All data is stored as ZIP files, which are unzipped by the software in the access process. Metadata is added and modified directly through RDF files, although it is exposed in both human- and machine-readable forms. The software will also assign DOIs to data sets.

Unless the administrator adds a robots file saying they do not want to be crawled, by default all data held in a non-dark instance of DataBank are visible to Google and any other web crawlers.

Documentation and user support

There is a variety of documentation for the project, including an Information for Test Users page and a DataBank documentation wiki. The software has a developer mailing list and JIRA issue tracker.

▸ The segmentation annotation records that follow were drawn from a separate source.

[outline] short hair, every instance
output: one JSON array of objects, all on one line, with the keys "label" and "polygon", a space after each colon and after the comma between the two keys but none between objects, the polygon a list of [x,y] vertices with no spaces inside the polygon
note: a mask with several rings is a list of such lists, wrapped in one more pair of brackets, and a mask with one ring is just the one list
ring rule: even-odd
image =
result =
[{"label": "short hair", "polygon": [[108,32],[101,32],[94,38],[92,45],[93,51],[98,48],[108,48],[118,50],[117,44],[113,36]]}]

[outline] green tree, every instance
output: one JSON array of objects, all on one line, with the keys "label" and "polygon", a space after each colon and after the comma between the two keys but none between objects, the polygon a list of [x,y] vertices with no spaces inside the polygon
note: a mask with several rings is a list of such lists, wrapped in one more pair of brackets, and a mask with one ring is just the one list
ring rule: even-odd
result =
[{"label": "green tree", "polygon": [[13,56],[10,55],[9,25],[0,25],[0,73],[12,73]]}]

Video walkthroughs are available that describe how to set up a suitable server platform, and how to download and set up the software.

Usability

End-users can interact with the DataBank system through a web interface, but metadata must be added by uploading an RDF file. Installation and configuration use a command-line interface.

Expertise required

Installation and configuration require solid knowledge of command-line interfaces, and benefit from system administration experience. The walkthrough videos should make it possible to get the system running without expertise, but novice users may not be able to get maximum functionality and customisability from the system.

Standards compliance

DataBank uses Dublin Core as its default metadata standard. The system is able to assign DOIs using the DataCite API.

Influence and take-up

DataBank is used at the Oxford Bodleian Libraries. It is unknown whether it is used further afield in production, but it has been tested by the RoaDMap project at the University of Leeds, the YHMAN Shared Visual Data Centre and Microsoft Research.

Last reviewed: 
24 November, 2014